De major histocompatibility complex (MHC) genen code voor eiwitten die het immuunsysteem gebruikt om cellen en weefsels in het lichaam te identificeren als “zelf” of “andere”. MHC moleculen ‘praten’ met T cellen die door het lichaam patrouilleren op vreemde indringers of gevaarlijk gemuteerde cellen. Het MHC fungeert als een venster in onze cellen. Het presenteert fragmenten van informatie (peptiden) over de toestand van de cel – waardoor het immuunsysteem om te controleren op infectie, kanker, en andere ziekten. Cellen die niet slagen voor de zelf/andere test worden geëlimineerd.

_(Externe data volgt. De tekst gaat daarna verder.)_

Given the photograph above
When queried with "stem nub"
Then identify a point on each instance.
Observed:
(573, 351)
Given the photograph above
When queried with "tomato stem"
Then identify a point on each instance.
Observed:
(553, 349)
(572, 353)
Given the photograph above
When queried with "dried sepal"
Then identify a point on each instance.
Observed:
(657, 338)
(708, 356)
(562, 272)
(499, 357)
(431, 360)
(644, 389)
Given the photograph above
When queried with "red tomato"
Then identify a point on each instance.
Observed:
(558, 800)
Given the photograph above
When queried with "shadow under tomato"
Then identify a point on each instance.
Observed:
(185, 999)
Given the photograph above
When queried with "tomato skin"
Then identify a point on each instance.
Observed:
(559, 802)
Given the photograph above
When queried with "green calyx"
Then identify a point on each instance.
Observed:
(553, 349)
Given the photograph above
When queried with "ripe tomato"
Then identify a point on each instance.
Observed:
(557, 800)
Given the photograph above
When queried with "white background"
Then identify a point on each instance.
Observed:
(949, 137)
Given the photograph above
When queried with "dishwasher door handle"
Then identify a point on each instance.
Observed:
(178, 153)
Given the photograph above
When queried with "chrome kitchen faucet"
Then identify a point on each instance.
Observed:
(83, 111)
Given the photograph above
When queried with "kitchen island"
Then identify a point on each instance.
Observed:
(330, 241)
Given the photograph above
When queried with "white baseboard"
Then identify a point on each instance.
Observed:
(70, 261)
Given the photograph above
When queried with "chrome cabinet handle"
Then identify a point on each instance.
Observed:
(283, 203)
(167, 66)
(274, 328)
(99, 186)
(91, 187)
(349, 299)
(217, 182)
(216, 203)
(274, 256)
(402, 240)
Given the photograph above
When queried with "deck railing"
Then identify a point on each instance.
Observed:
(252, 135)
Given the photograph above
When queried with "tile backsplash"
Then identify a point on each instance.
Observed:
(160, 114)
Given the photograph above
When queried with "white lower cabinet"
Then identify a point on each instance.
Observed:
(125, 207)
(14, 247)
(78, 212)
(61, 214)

de MHC-genen zijn polymorf en individuele organismen van dezelfde soort hebben zeer zelden dezelfde MHC-identiteit. Bij het zoeken naar een donor voor orgaan-of weefseltransplantatie, worden zowel de donor als de ontvanger MHC identiteiten bepaald, om de beste en dichtstbijzijnde match te vinden. Uw MHC-identiteit wordt ook wel uw “weefseltype”genoemd. Dit weefseltype is kritiek in orgaantransplantatie-mismatches maken geënte of getransplanteerde weefsels een doel voor het aanpassingsimmuunsysteem. de moleculen van
MHC bestaan uit twee afzonderlijke delen die korte epitopen (korte peptiden) aan cellen van het immuunsysteem presenteren. Er zijn twee hoofdklassen van MHC molecule-Klasse I en klasse II. er zijn ook” niet-canonieke ” MHC types die gespecialiseerde doeleinden dienen en gespecialiseerde moleculen presenteren.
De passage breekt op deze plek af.